Sunumda neler yoktu ki en sevdiği Roma dönemi Yahudi ayaklanmaları ve bastırılmaları; Kartaca’nın yıkılması, Britanya ve Galya ayaklanmalarının batırılması, Boudicci Ayaklanması, Mezopotamya Şehir Kıyımları; Hun Mezalimi, Haçlı Seferleri, Moğol İstilaları, Avrupa’da Yahudi kıyımları, Rhineland Katliamı, Kongo-Orta Afrika Köle kıyımları derken neredeyse 100 milyon insanın yok edilişini izlemek moralini yükseltmişti. Hatta biraz ileri eğilip, elindeki asa ile Salgınlar Dairesi Başkanı’nın gövdesini arayan bir kolunu gövdeye doğru iteklemişti. “Hadi yine iyisin köftehor” derken gülümsemişti bile.

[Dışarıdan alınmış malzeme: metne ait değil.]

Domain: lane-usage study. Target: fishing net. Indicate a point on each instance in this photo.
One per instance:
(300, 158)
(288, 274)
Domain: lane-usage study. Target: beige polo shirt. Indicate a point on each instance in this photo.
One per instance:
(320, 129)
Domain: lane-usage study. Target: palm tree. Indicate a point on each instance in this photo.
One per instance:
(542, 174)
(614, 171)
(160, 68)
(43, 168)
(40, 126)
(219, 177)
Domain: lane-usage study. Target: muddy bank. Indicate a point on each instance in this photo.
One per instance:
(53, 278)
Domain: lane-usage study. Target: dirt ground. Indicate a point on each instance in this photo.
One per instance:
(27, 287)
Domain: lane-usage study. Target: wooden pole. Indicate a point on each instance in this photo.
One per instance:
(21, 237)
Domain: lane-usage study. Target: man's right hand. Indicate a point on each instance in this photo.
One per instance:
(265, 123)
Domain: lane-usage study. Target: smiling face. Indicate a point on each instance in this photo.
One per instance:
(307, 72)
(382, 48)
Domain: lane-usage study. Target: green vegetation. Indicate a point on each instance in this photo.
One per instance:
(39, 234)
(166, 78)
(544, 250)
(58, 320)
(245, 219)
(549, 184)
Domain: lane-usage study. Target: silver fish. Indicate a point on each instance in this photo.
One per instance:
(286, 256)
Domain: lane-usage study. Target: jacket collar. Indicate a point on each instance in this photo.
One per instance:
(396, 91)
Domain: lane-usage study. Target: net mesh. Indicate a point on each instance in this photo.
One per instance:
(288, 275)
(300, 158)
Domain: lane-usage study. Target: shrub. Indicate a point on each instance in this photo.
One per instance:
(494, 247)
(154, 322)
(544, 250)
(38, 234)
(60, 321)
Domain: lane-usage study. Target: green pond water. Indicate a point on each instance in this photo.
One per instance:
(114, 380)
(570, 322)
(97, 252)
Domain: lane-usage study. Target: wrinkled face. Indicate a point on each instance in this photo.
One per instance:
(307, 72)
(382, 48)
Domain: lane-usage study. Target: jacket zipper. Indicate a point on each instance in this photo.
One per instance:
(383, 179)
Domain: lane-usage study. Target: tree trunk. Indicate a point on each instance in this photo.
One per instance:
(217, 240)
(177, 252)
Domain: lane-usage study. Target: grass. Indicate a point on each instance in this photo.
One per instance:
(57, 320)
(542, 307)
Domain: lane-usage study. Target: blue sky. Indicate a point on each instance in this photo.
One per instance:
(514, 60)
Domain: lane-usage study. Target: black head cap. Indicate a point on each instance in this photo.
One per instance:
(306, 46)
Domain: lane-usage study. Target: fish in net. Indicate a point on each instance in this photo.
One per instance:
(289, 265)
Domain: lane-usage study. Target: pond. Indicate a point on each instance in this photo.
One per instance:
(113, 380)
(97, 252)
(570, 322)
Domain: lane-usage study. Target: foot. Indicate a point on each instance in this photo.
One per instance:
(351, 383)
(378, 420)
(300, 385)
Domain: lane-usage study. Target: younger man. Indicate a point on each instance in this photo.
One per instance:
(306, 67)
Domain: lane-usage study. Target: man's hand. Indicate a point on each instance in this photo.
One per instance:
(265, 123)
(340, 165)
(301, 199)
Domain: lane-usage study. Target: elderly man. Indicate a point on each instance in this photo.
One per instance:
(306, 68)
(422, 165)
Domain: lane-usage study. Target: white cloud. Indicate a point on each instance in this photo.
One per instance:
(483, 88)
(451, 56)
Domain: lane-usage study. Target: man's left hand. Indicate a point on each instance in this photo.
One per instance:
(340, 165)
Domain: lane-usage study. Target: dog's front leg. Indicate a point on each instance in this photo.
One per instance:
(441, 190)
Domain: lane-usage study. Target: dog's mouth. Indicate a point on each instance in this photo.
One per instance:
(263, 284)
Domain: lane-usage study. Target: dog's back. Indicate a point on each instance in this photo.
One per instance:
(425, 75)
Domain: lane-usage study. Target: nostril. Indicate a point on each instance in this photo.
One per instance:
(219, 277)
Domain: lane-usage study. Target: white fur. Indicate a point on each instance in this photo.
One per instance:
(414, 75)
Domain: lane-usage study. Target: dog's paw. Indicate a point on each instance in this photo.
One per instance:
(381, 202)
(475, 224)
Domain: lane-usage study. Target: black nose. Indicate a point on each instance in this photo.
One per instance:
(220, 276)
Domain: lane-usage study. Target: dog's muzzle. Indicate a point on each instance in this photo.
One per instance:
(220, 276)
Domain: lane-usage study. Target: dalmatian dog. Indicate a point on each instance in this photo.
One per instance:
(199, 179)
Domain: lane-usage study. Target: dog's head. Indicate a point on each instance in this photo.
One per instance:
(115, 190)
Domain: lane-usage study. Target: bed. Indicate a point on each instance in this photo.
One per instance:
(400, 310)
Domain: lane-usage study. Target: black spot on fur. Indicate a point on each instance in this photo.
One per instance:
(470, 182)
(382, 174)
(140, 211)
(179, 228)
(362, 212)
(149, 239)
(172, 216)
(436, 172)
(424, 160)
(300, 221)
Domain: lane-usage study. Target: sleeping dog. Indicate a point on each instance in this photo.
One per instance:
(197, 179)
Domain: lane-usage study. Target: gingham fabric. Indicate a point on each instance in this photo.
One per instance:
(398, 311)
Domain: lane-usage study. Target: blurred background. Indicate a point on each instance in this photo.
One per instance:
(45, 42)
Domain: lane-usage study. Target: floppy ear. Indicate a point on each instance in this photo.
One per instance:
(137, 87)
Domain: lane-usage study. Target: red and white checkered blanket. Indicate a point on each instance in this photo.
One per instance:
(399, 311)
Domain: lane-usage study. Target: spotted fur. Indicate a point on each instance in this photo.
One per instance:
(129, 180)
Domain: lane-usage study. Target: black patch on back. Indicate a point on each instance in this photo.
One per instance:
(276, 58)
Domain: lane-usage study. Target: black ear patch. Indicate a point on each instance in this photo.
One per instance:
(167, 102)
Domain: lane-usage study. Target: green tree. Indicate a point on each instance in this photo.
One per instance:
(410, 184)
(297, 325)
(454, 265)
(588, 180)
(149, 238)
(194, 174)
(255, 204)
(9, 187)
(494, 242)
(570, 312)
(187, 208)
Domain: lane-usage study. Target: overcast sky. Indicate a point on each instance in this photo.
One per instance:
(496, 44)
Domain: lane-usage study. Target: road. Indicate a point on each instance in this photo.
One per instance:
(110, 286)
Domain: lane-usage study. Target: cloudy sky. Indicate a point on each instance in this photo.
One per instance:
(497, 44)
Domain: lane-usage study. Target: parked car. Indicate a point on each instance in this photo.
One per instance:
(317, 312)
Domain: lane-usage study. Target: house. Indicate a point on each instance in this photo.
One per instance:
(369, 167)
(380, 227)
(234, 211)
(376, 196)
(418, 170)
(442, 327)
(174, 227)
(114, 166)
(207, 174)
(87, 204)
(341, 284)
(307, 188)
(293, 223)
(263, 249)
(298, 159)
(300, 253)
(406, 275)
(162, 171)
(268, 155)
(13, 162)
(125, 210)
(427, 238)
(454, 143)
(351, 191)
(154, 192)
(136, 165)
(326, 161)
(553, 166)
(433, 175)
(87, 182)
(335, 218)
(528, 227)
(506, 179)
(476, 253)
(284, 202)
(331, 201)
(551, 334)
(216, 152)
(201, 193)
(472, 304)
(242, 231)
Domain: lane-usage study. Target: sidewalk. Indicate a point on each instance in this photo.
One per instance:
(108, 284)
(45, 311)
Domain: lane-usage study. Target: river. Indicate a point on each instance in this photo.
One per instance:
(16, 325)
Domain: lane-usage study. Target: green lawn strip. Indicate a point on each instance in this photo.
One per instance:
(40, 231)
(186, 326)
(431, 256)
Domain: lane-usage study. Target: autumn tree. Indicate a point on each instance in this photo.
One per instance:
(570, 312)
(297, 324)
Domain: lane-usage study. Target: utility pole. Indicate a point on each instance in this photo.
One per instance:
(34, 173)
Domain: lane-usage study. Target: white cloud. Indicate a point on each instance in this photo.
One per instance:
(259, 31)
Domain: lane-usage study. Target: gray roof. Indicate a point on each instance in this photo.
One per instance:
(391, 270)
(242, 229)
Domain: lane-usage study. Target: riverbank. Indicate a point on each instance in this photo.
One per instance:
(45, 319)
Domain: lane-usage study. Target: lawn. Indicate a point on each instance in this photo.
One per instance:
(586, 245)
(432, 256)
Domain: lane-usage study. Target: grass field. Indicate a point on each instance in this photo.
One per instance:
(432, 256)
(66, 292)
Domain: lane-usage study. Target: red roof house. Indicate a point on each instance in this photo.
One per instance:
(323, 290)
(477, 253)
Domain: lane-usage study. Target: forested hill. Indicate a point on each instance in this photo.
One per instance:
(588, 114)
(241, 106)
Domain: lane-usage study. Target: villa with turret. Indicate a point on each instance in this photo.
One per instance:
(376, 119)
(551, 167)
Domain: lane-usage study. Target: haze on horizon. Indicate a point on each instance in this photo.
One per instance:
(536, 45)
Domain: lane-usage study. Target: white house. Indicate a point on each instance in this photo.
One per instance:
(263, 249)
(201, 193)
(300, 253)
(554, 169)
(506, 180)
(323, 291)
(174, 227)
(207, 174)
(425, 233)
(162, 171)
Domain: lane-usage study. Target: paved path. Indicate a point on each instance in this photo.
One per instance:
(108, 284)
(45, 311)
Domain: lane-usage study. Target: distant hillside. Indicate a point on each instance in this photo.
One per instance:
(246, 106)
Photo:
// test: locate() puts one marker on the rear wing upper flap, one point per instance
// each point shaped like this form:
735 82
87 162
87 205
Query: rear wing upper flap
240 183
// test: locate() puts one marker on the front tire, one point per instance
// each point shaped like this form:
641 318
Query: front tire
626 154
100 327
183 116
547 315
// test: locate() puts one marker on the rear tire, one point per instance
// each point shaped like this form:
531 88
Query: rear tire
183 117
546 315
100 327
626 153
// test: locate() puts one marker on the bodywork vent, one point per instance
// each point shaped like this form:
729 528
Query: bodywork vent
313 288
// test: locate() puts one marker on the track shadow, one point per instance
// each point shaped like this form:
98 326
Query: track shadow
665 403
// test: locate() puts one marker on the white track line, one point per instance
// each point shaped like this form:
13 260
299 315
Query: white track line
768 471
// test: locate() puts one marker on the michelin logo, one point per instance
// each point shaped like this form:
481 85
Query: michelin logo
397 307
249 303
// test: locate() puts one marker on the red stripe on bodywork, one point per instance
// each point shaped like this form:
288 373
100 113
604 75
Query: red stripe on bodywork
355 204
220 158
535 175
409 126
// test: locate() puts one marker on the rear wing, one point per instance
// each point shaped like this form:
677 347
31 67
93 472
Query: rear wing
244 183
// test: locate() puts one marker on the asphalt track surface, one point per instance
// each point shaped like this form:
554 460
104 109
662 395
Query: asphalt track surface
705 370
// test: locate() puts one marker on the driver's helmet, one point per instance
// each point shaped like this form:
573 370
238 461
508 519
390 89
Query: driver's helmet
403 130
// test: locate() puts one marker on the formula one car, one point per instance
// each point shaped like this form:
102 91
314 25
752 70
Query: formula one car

Biraz sakinleşmek istedi, tahtına oturmuş etrafta uçuşan vücud parçalarını izlerken, Cehennem Nedensiz Sonuçlar Dairesi (CNSD)’den gelen haber tüylerini diken diken etti. Ayakkabıda görülen tozun nedeni çözülmüştü. Şeytanın itibarı %40 oranında azalmıştı. Prestiji düştükçe, Evrensel Telepatik Parazit artmaya başlıyordu. Devam etmesinin pek hayra alâmet olmayacağını söylemeleri üzerine, Şeytan dünyayı bizzat ziyaret etmeye karar verdi. Sorunun tespit edilmesi sanki içini biraz rahatlatmıştı. Enerjisi yükseldi, seyahat planını yaparken diline nereden dolandığını bilmediği garip bir cümleyi hafif dans ederek tekrar ediyordu “Adanalıyık, Allah’ın adamıyık annüyün müü”

III

Paris’teki parazit, P-45213 numaralı trende yoğun olduğu için bir Berlin yolculuğunun keyifli olacağını düşündü. Bilet kontrolu sırasında insanları izlemeye başladı, ilginç bir şekilde insanların düşüncelerini duyamıyordu neler olduğunu anlamak ancak iyi bir gözlemle mümkün olabilecekti. Sıranın en önünde şişman yağlı gövdeli bir iş adamı vardı. Yüksek sesle İşlerinin ne kadar iyi olduğundan bahsediyordu. Paris’in yeniden inşası sürecinin kendisine çok yaradığını, belediye başkanının çok yakın tanıdığı olduğunu gururla söylediğinde, eşi olduğu anlaşılan kadın “arabacıya vermedin bari bileti kontrol eden adama bahşiş ver lütfen” diyordu. Bahşiş vermeden kontrolden geçen adam “ben o parayı kolay mı kazanıyorum” diye söylenmeye devam etti. Onların arkasındaki çift bitmek tükenmek bilmeyen bir tartışmayı sürdürüyorlardı. İkisinin de çok kıskanç oldukları anlaşılıyordu. Erkek, karısını zehirlemekle tehdit ederken onlar da trene bindiler. Sıradaki, uzun kıvırcık saçlı ve ince bıyıklı bir gençti. Elindeki deftere bir şeyler karalıyor, arada etrafına bakıp izleyen var mı diye kontrol ediyordu, aniden, yazdığı aşk şiirini çaldığını söylediği bir adamla kavgaya tutuştu. Şeytanın önündeki yaşlı kadın, etrafta kimi görse ahlâksızlıkla suçluyordu. Bilet kontrolu sırasında kondüktörü de ahlâksızlıkla itham etti ve o da trene bindi. Sıra kendisine gelen Şeytan, büyük bir özgüvenle cebinden çıkardığı kırmızı renkli kartı kondüktöre gösterdi. Bu kartla nerelere girmemişti ki piramitlere, firavunların, kralların saraylarının en özel yerlerine kadar. Kartı gören kondüktör “bununla giremezsiniz” dediğinde, yaratıldığı günden beri ilk kez sendeler gibi oldu, peşinden hafif bir baş dönmesi hissetti. Yavaş yavaş bir panik havasına girmeye başlamıştı. Ortalığı bir toz duman etmek geçti aklından sonra kaçıp sarayına dönmeyi düşündü ama bütün bunlara neden olan şeyi bulmayı kafasına koymuştu. Uyanık bir adam olan kondüktör, “istersen sana yardımcı olabilirim” diyerek bedeli karşılığında yardım teklifinde bulundu.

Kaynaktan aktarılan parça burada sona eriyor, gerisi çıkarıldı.